Era of Alexander I and Minister of Foreign Affairs

Two years later Paul I was assassinated and his 23-year-old son, Alexander I, succeeded him on the throne in 1801.  Kochubey was offered the post of Russian Ambassador in France, but refused it, because he wanted to live and work in Russia.  He returned to St. Petersburg and became a member of the closest circle of Emperor Alexander I - he took part in the meetings of the Private Committee, which determined the state politics and liberal reforms of Alexander I.

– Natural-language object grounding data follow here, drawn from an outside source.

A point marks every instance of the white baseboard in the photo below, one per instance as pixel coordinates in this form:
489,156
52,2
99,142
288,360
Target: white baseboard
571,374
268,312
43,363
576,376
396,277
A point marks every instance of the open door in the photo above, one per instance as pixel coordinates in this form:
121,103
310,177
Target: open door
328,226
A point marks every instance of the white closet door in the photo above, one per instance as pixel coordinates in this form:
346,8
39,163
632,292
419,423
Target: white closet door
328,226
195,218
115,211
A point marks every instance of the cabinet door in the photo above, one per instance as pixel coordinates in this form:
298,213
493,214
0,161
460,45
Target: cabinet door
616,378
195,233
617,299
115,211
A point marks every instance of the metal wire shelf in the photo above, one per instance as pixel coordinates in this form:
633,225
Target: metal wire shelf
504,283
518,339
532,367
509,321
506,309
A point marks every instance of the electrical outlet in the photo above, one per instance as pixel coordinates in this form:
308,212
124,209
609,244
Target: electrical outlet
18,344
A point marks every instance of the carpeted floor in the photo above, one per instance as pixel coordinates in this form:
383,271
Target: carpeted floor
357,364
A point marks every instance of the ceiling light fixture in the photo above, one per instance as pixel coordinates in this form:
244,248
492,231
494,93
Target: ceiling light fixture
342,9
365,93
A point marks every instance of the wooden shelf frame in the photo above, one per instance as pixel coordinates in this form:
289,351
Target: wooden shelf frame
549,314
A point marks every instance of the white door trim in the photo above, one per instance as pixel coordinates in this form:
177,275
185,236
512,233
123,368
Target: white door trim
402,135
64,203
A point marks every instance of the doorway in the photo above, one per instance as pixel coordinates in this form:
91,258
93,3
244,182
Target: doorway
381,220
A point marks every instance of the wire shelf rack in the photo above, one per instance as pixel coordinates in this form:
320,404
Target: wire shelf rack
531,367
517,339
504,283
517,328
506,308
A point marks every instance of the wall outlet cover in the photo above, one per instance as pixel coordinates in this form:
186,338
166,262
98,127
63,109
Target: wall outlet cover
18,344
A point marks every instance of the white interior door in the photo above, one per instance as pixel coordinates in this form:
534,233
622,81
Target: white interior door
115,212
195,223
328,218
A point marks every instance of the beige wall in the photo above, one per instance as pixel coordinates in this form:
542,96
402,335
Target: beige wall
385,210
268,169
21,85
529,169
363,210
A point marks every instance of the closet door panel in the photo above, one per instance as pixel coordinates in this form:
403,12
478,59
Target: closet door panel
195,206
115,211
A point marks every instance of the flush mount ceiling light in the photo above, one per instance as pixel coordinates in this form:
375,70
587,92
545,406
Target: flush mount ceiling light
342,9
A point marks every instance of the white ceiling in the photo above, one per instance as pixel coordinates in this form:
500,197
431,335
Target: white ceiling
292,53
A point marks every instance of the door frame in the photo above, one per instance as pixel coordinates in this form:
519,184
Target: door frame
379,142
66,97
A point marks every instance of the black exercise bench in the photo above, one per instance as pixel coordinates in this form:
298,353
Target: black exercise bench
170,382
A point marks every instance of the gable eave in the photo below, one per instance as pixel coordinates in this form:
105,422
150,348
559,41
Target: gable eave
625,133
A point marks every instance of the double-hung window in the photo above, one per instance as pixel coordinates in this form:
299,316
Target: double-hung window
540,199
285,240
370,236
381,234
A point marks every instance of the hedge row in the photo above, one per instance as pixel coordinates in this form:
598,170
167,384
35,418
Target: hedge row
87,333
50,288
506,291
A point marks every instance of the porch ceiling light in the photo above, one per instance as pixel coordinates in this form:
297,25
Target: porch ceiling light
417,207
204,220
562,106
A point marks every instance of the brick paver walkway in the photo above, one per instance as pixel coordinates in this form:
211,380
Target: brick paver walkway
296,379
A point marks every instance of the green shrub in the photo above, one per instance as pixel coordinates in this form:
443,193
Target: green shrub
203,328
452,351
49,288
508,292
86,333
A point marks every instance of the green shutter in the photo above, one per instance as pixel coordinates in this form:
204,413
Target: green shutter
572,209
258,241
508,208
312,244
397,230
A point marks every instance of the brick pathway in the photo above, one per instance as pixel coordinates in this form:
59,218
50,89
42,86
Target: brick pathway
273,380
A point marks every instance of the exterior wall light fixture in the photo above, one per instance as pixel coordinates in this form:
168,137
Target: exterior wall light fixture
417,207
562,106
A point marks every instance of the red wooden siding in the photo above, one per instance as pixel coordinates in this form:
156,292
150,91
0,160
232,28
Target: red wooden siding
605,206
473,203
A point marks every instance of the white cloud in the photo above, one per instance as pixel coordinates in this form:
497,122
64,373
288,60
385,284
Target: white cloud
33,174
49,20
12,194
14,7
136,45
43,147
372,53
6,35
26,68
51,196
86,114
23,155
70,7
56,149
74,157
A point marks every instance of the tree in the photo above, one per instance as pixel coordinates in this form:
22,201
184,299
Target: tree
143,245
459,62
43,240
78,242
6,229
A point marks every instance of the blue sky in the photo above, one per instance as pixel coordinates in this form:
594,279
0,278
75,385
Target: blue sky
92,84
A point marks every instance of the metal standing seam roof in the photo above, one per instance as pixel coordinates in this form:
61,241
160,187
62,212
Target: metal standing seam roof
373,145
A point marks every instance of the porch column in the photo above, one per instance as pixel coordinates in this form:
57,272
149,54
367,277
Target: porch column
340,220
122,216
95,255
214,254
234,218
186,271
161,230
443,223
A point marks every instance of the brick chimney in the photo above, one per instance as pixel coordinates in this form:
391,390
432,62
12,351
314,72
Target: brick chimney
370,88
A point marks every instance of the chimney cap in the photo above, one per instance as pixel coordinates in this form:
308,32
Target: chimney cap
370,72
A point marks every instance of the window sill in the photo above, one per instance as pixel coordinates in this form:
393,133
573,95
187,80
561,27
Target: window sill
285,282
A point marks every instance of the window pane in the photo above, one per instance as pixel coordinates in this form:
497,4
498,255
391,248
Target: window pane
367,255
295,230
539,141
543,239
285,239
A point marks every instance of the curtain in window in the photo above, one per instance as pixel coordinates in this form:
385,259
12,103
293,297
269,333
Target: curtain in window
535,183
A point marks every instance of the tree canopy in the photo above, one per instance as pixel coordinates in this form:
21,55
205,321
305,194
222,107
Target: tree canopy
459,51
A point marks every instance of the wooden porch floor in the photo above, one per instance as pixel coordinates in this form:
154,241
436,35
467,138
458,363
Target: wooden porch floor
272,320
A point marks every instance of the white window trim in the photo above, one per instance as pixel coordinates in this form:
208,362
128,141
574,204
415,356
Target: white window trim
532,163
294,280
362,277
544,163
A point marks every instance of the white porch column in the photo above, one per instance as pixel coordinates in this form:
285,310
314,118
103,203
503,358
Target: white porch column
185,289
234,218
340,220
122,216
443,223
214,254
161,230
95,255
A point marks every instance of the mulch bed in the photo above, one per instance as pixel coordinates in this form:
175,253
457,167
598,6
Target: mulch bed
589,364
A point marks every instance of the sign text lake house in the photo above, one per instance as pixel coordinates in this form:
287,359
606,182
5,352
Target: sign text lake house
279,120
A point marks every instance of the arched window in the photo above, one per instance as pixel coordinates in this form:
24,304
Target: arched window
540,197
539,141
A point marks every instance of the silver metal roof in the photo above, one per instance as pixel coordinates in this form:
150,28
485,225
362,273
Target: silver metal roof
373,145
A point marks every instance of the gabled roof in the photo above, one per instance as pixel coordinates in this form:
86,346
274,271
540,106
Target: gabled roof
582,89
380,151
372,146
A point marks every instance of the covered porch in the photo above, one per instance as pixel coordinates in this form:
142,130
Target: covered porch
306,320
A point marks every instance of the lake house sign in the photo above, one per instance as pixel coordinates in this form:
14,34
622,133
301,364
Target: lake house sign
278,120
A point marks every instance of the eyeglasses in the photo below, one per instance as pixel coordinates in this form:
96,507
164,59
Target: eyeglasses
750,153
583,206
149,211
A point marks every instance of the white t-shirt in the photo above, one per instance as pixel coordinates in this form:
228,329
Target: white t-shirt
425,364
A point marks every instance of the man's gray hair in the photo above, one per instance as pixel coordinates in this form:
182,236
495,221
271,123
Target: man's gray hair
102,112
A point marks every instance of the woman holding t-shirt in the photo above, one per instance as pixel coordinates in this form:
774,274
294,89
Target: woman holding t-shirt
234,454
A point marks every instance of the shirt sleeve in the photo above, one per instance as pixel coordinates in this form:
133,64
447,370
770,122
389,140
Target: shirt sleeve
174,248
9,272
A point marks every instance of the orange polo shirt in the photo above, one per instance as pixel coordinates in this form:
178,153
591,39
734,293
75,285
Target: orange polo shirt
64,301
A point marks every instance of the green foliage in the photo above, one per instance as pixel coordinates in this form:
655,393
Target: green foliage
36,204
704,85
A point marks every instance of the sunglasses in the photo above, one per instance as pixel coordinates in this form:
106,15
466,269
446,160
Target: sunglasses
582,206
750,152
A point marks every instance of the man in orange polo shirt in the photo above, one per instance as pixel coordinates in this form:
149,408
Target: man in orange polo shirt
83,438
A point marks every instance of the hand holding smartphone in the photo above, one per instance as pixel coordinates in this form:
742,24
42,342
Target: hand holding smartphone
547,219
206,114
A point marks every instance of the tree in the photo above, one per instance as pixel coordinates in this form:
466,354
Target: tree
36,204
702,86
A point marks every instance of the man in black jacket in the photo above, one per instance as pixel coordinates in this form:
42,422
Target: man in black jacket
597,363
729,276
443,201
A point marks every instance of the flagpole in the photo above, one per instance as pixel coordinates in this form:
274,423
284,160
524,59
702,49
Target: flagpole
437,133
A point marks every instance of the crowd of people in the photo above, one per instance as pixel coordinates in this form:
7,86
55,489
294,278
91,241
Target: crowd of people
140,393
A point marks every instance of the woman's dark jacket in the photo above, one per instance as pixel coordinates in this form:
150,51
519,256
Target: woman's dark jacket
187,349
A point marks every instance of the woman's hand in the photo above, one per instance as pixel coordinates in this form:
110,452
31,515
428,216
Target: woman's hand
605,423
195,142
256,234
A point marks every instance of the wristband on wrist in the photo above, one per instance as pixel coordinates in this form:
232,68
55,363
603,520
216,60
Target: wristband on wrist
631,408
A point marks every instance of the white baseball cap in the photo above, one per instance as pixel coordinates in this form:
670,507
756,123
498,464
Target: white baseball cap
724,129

The vast reforms replaced the outdated, undefined jurisdictions of the Collegia with Ministries, and Kochubey was appointed the first Minister of Foreign Affairs of the Russian Empire.  According to the memoirs of his contemporaries, Kochubey was the most cautious and sensible member of the group, never making drastic moves and supporting only mild reforms.  Kochubey always thought that Russia’s foreign policy should first of all profit Russia and not be based on its bias towards any particular country.

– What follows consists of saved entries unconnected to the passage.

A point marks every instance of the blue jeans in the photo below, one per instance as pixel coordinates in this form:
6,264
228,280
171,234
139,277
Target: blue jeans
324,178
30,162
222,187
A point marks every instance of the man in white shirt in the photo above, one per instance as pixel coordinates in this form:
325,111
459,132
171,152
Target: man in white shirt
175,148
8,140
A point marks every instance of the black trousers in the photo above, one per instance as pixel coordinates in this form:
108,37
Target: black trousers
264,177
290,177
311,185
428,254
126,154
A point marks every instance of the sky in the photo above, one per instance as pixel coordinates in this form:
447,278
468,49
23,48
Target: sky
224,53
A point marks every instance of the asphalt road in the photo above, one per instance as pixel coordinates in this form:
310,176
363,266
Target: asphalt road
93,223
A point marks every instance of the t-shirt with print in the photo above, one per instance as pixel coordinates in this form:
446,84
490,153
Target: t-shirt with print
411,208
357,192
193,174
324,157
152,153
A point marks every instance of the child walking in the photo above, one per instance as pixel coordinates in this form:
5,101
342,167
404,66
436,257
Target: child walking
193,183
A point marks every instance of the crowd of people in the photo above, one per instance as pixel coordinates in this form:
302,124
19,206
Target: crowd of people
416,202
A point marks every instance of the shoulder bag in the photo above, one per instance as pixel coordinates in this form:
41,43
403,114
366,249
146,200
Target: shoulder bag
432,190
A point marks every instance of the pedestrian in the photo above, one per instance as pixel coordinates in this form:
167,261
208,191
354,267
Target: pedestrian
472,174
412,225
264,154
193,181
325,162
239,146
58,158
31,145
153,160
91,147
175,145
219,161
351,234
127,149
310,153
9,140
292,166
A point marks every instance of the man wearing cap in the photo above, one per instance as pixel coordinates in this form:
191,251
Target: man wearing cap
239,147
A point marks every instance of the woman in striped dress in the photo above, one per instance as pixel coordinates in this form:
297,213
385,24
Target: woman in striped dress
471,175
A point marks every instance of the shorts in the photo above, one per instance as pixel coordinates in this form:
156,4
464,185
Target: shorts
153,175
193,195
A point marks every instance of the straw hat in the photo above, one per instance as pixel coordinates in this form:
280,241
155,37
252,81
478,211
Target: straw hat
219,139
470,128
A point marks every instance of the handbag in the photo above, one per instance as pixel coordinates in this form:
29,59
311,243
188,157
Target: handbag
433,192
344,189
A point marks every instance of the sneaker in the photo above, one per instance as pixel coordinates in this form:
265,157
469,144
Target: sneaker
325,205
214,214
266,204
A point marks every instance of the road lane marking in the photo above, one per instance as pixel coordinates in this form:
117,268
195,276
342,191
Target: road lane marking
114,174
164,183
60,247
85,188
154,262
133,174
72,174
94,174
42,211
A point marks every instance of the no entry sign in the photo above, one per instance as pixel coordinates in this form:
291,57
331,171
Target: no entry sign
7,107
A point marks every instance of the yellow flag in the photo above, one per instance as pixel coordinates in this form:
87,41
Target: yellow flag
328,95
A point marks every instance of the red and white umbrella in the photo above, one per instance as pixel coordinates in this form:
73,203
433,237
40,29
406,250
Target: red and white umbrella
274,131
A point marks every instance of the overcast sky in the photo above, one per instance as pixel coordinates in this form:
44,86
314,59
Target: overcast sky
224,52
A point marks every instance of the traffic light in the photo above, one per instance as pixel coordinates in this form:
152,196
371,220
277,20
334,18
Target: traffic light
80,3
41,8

Alexander I was known for his extremely liberal views, and was preparing to introduce a Parliament and a State Council as legislative and executive bodies, however, the Napoleonic wars put a halt to those plans.

In 1812, when Russia was at war with Napoleon, Kochubey was made the head of the Central Committee, which oversaw the joint forces of Russia, Prussia and all German counts against the French army.  Despite his liberalism, Alexander I was suspicious and did not fully trust his subordinates.  Kochubey was no exception – at some point he fell out of the Emperor’s favor and was distanced from him.

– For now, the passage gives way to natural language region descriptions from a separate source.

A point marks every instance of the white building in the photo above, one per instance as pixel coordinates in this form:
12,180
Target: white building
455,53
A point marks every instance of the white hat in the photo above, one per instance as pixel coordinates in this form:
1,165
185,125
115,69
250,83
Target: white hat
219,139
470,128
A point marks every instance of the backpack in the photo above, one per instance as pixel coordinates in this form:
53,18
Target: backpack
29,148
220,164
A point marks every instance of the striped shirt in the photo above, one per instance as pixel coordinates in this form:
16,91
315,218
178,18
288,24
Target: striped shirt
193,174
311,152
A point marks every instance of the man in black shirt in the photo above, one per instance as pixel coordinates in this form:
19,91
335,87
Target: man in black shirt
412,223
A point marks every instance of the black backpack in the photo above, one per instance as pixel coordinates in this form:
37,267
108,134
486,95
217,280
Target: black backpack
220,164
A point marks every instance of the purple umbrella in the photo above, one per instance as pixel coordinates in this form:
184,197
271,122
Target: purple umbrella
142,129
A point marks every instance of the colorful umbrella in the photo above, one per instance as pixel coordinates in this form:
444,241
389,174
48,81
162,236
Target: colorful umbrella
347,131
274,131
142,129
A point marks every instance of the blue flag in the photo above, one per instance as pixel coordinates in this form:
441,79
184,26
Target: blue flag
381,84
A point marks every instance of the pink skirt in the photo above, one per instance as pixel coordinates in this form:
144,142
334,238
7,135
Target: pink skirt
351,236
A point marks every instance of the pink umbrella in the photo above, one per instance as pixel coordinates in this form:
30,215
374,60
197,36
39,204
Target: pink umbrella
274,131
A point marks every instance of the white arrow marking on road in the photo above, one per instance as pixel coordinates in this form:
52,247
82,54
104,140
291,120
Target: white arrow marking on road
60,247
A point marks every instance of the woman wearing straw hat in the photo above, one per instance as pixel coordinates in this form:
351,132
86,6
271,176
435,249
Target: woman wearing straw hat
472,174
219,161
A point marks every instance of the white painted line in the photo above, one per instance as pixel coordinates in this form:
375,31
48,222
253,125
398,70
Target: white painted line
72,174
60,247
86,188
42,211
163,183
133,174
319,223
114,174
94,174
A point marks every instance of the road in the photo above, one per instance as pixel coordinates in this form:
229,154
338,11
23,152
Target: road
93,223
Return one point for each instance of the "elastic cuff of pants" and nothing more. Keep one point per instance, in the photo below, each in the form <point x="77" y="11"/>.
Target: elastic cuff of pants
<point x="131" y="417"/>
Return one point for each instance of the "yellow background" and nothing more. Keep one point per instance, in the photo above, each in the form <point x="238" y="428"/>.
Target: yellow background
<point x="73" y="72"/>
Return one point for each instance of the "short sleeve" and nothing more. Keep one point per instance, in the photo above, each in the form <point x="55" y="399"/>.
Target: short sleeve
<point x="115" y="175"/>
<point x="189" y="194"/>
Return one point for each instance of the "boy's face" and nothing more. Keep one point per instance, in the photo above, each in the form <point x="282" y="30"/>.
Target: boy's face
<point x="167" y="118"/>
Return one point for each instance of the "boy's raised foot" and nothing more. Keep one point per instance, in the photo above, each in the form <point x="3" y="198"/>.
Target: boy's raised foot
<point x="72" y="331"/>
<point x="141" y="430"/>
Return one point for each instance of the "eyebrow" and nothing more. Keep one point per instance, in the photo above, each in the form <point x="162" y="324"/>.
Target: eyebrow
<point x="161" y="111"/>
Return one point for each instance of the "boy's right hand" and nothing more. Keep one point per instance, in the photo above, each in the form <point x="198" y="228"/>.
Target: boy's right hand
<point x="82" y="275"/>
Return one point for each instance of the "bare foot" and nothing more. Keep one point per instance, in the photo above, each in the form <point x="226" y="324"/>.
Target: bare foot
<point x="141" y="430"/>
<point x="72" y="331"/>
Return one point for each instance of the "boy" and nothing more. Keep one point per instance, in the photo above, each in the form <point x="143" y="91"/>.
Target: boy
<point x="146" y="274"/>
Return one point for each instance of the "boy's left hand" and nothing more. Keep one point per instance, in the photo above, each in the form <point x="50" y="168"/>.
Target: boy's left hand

In 1819 Kochubey was made head of the Interior Ministry, which was joined with the Ministry of Police.  He placed high hopes on this post, planning to accomplish a wide range of administrative reforms.  He would not achieve them, though.

 

Despite Kochubey’s cautiousness and diplomacy, his views were very different from those of Alexander’s regarding both home and foreign policies.  Besides that, he was not able to recover the trust of the Emperor, which he had lost.  In reality Kochubey simply held a high post, but was not able to exercise his powers.  The crafty game played by his rivals forced Kochubey to resign from his post in 1923.

Under Nicholas I – Imperial Chancellor

However, Kochubey was yet to serve under another Emperor.  As Nicholas I took the throne after the sudden death of his brother, Kochubey was appointed head of the State Council and the Committee of the Ministers. He found himself at the top of the administrative ladder with his old plans unrealized, but this time he elected to steer a cautious course, saving face among his peers and displaying only a shadow of the ambition he once had.

Kochubey was deeply distressed by the situation of the Russian peasantry enslaved by serfdom; he thought it to be one of the greatest evils of his time and country.  However, he was afraid of practical moves, and never pushed the reforms he had in mind for fear of displeasing the Tsars, their courts, and counselors.  Instead, he plunged further into the neutral area of home affairs, even though he understood well that no lasting change was possible without preliminary wide administrative, social, and even political reforms.

Character and legacy

Falling in and out of favor, Kochubey still lasted through 4 Russian Emperors.  He was a man admired by his contemporaries not only for his position, but for his character.  Having spent significant time in Europe, Kochubey looked European, thought in European terms, and had European manners.  According to those who knew him, he was very good-looking and commanded respect at first sight.

However, he had his weaknesses, too – such as a thirst for promotions and rewards, especially of the monetary kind, which he needed to be able to afford an extravagant lifestyle and a large family.  He married Maria Vasilchikova, the daughter of Tsar’s chamberlain and had five children with her.

Kochubey was awarded the title of Prince in 1831, and in 1834, a month and a half before his death he was made Imperial Chancellor of Internal Affairs.  His figure is among the 129 greatest people in the history of Russia, portrayed on a monument in Velikiy Novgorod, which was erected in 1862 to commemorate the 1000th Anniversary of Russia.